Embora o termo ‘cidadania’ seja de origem latina (derivada da palavra ‘cidade’), o conceito vem do pensamento grego sobre a cidade ou polis. Originalmente, polis se referia a uma cidade fortificada com muros, e depois também passou a se referir à área de plantio e vilas abertas à sua volta. Neste contexto, ‘ser cidadão’ é beneficiar-se dos privilégios de morar na cidade e ‘exercer cidadania’ é participar dos seus processos decisórios.

Com o passar do tempo, o conceito de cidadania cresceu, e hoje se refere ao conjunto de direitos e deveres pertencentes aos cidadãos de um determinado país. No caso mais específico do Brasil, isso significa: educação, saúde, alimentação, trabalho, moradia, lazer, segurança, previdência social, proteção à maternidade e à infância, e assistência aos desamparados.[2]

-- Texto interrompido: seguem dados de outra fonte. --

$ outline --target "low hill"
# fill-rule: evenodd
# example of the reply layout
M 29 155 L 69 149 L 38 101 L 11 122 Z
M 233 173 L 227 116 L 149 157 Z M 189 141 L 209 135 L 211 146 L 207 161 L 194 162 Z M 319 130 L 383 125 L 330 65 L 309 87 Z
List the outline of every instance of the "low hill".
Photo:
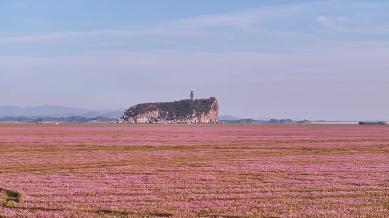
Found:
M 79 116 L 63 118 L 39 118 L 36 119 L 26 117 L 8 117 L 0 119 L 2 123 L 114 123 L 116 119 L 103 116 L 89 118 Z

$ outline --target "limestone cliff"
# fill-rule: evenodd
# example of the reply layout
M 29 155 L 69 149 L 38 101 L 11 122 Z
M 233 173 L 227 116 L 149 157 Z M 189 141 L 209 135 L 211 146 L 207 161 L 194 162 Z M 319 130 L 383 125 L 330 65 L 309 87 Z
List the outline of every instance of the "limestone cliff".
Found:
M 214 123 L 218 120 L 216 98 L 181 100 L 173 102 L 140 104 L 124 111 L 118 123 Z

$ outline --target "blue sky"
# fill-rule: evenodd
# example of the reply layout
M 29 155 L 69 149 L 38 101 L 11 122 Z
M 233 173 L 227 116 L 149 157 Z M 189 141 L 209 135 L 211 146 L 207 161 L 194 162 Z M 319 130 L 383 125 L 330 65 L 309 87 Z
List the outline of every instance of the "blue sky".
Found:
M 3 0 L 0 104 L 389 119 L 385 2 Z

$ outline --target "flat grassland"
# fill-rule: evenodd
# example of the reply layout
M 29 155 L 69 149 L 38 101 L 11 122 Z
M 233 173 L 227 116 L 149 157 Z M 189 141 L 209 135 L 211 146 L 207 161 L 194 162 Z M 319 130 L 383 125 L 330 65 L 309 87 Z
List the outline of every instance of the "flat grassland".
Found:
M 387 217 L 389 126 L 0 125 L 1 217 Z

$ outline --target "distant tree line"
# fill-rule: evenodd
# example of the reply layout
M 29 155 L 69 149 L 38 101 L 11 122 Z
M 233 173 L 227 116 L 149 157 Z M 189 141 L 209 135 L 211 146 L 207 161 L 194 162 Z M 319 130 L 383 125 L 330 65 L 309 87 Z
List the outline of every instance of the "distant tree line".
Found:
M 65 118 L 39 118 L 32 119 L 25 117 L 9 117 L 0 119 L 0 122 L 20 122 L 23 123 L 42 123 L 43 122 L 62 122 L 88 123 L 91 121 L 99 122 L 110 122 L 116 121 L 117 119 L 108 118 L 103 116 L 98 116 L 94 118 L 88 118 L 79 116 L 73 116 Z

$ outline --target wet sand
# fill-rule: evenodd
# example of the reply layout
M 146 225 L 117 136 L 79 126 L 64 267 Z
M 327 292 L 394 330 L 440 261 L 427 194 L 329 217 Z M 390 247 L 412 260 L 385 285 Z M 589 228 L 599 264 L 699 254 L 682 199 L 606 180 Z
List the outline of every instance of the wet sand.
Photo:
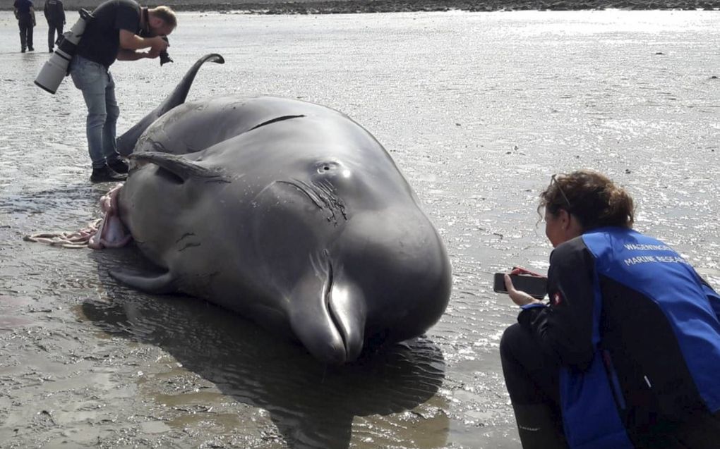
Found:
M 194 61 L 189 100 L 271 94 L 336 108 L 387 149 L 441 233 L 453 292 L 423 338 L 347 366 L 192 298 L 108 269 L 132 248 L 24 241 L 98 218 L 81 94 L 32 84 L 0 13 L 0 445 L 517 449 L 498 347 L 517 309 L 492 273 L 547 268 L 550 176 L 599 170 L 636 227 L 720 287 L 720 85 L 708 11 L 181 13 L 175 62 L 119 63 L 122 132 Z M 210 38 L 210 37 L 212 37 Z
M 95 0 L 65 0 L 69 10 L 91 9 Z M 570 11 L 583 9 L 716 9 L 718 0 L 166 0 L 140 2 L 143 5 L 166 4 L 177 11 L 242 11 L 254 14 L 352 14 L 461 10 Z

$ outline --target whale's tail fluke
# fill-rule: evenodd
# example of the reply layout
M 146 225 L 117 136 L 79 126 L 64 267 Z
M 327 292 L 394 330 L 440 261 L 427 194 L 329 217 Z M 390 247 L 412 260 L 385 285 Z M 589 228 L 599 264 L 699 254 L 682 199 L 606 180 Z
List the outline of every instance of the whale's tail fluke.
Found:
M 208 61 L 218 64 L 225 63 L 225 59 L 217 53 L 205 55 L 197 60 L 197 62 L 187 71 L 172 93 L 168 96 L 168 98 L 159 106 L 117 138 L 117 152 L 123 156 L 127 156 L 132 153 L 138 139 L 148 129 L 148 126 L 168 111 L 185 102 L 187 93 L 195 79 L 195 75 L 197 74 L 200 66 Z

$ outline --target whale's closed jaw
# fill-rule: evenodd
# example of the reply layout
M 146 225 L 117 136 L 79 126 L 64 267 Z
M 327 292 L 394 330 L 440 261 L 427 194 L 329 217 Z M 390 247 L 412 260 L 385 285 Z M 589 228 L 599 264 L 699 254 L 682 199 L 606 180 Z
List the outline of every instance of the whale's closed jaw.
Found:
M 363 348 L 366 305 L 361 290 L 341 282 L 325 251 L 317 267 L 298 282 L 288 298 L 295 334 L 316 358 L 341 364 L 357 358 Z

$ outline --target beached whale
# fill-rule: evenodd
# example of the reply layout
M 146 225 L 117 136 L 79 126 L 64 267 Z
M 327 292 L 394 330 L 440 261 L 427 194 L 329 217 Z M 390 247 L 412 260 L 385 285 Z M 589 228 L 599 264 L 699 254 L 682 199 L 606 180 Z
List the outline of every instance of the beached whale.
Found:
M 158 271 L 114 277 L 235 310 L 328 364 L 440 318 L 451 291 L 444 246 L 369 132 L 306 101 L 177 97 L 141 130 L 117 197 Z

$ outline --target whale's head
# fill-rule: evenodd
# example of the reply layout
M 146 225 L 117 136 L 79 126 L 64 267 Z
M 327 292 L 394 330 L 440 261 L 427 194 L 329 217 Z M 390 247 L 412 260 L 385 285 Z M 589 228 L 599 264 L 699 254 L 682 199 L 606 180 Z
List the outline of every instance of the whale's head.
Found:
M 445 310 L 440 236 L 344 114 L 276 98 L 182 105 L 130 159 L 123 221 L 167 278 L 289 330 L 325 363 L 418 336 Z

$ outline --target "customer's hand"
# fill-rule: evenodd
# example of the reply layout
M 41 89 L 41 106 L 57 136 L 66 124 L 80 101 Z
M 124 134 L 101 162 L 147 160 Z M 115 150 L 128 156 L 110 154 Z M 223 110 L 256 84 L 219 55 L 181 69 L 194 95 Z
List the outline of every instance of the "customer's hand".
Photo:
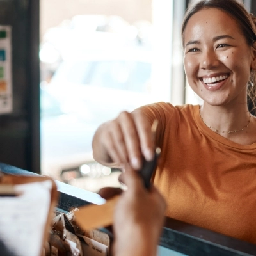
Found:
M 147 190 L 136 172 L 127 167 L 120 177 L 127 186 L 114 214 L 114 255 L 155 256 L 164 222 L 165 202 L 152 186 Z M 118 188 L 103 189 L 105 198 L 120 193 Z

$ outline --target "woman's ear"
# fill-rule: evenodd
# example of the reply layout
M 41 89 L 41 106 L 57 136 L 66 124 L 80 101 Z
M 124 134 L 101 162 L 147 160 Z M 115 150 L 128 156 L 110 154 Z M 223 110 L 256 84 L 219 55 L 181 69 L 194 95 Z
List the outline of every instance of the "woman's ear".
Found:
M 256 49 L 253 49 L 253 58 L 251 63 L 251 68 L 256 70 Z

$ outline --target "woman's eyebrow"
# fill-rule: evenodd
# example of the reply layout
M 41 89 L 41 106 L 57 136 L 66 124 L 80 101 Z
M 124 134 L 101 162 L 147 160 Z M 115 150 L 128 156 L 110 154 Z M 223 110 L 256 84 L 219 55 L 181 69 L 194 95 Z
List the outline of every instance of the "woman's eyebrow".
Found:
M 185 47 L 189 45 L 189 44 L 200 44 L 200 42 L 199 41 L 197 40 L 191 40 L 191 41 L 189 41 L 188 42 L 188 43 L 186 44 Z
M 229 36 L 228 35 L 222 35 L 221 36 L 215 36 L 212 38 L 212 42 L 216 42 L 220 39 L 224 38 L 230 38 L 230 39 L 235 39 L 234 37 Z
M 214 37 L 212 38 L 212 42 L 216 42 L 220 39 L 224 39 L 224 38 L 230 38 L 230 39 L 235 40 L 235 38 L 234 37 L 232 37 L 231 36 L 229 36 L 228 35 L 221 35 L 221 36 L 218 36 Z M 200 44 L 200 41 L 198 41 L 198 40 L 189 41 L 186 44 L 185 47 L 189 45 L 190 44 Z

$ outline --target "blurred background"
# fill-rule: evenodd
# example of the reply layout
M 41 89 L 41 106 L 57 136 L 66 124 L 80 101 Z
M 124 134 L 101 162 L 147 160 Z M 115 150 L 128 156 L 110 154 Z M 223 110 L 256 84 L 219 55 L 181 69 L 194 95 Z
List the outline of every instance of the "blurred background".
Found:
M 42 174 L 93 192 L 119 186 L 120 171 L 94 161 L 92 137 L 123 110 L 169 101 L 170 2 L 154 12 L 152 0 L 40 1 Z M 161 33 L 167 44 L 157 45 Z M 154 88 L 161 52 L 155 72 L 166 78 Z

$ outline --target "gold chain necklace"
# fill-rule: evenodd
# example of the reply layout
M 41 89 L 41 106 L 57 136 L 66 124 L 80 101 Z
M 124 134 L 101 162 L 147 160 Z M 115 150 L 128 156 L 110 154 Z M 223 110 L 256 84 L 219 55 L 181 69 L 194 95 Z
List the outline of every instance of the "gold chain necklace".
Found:
M 203 121 L 204 124 L 207 127 L 211 129 L 212 130 L 213 130 L 213 131 L 214 131 L 214 132 L 221 132 L 221 133 L 232 133 L 232 132 L 239 132 L 239 131 L 243 131 L 244 128 L 248 127 L 248 125 L 249 125 L 250 122 L 251 122 L 251 114 L 250 114 L 250 116 L 249 116 L 249 120 L 248 120 L 248 124 L 247 124 L 246 125 L 244 126 L 243 128 L 239 129 L 238 129 L 238 130 L 228 131 L 220 131 L 220 130 L 218 130 L 217 129 L 215 129 L 215 128 L 212 127 L 212 126 L 211 126 L 211 125 L 209 125 L 209 124 L 206 124 L 205 122 L 204 122 L 203 118 L 202 118 L 202 116 L 201 116 L 200 109 L 199 109 L 199 115 L 200 115 L 200 117 L 201 119 L 202 119 L 202 121 Z

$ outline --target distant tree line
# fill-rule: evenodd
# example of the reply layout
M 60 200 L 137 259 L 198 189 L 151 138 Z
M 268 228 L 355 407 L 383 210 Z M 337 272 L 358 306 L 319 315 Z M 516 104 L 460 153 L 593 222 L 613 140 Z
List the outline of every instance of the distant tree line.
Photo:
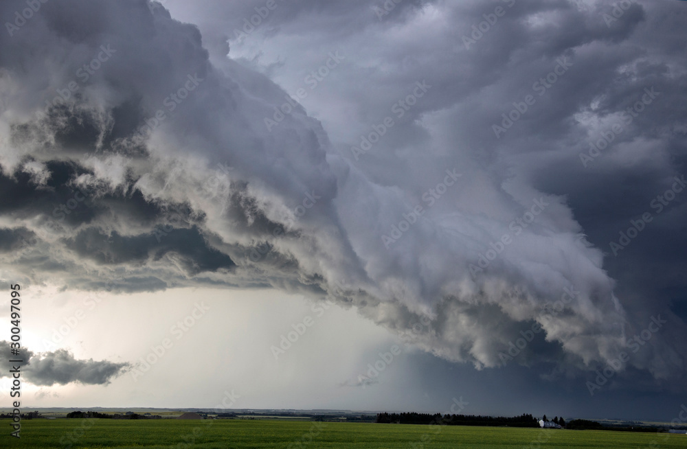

A palavra ‘cidadania’ é rara nas Escrituras, e mesmo assim elas têm muito a dizer sobre o nosso relacionamento com o poder político e sobre a nossa contribuição para com o bem comum. Não temos como entrar em todos os aspectos, mas queremos destacar alguns elementos básicos:

  1. Apesar de a linguagem de cidadania e democracia ser de origem grega, é na tradição judaico-cristã que encontramos o verdadeiro espírito democrático. Na democracia grega proposta por Clístenes no sexto século antes de Cristo, estima-se que apenas 10–20% dos moradores de uma polis, como Atenas, fossem de fato cidadãos. Crianças (menores de 18 anos), mulheres, escravos e estrangeiros tinham pouquíssimos ou nenhum direito. Já na narrativa bíblica lemos que cada ser humano é criado a imagem de Deus. Deus compartilhou a sua autoridade com todos os homens e mulheres (e não apenas com as elites), delegando-lhes a responsabilidade de governarem o restante da criação com sabedoria e justiça. Educar para a cidadania, neste caso, é ensinar nossos alunos a verem a dignidade inerente do nosso próximo, mesmo se ele for de outra classe social, grupo ético, orientação sexual ou credo religioso. Significa também ensiná-los a respeitarem esse próximo, mesmo quando discordamos das suas escolhas políticas ou de estilo de vida.
  2. A partir do conceito de imagem de Deus, vemos também que as Escrituras têm uma dimensão social a que todos têm uma contribuição a fazer. Somos orientados a fazermos “o bem a todos” e a buscar “a prosperidade da cidade”. Muito disso envolve atitudes simples que beneficiam a todos, como seguir as leis e normas de segurança no trânsito independentemente se somos condutores, pedestres e ciclistas. Outras ações como doar sangue, fazer e arrecadar doações, separar e reciclar o lixo, e cuidar do patrimônio público também são importantes. Pensando assim, educar para cidadania tem a ver com trabalhar esses assuntos em sala de aula, estimular o trabalho voluntário e encorajar a proatividade dos educandos.
  3. Finalmente, é preciso afirmar que as Escrituras têm uma visão um tanto quanto ambígua de governos e governantes. Às vezes, a autoridade política é vista como “serva de Deus” para punir mal; outras vezes, ela é vista como uma “besta”, um monstro que por usurpar o local exclusivo de Deus, gera caos e exploração.[3] Na visão bíblica, embora governos, partidos e ideologias tenham o seu papel, eles estão longe de serem perfeitos. Educar para a cidadania, então, é ensinar as pessoas a evitarem a polarização política e o partidarismo, e a avaliarem criticamente o desempenho das autoridades, celebrando os seus acertos e apontado os seus erros.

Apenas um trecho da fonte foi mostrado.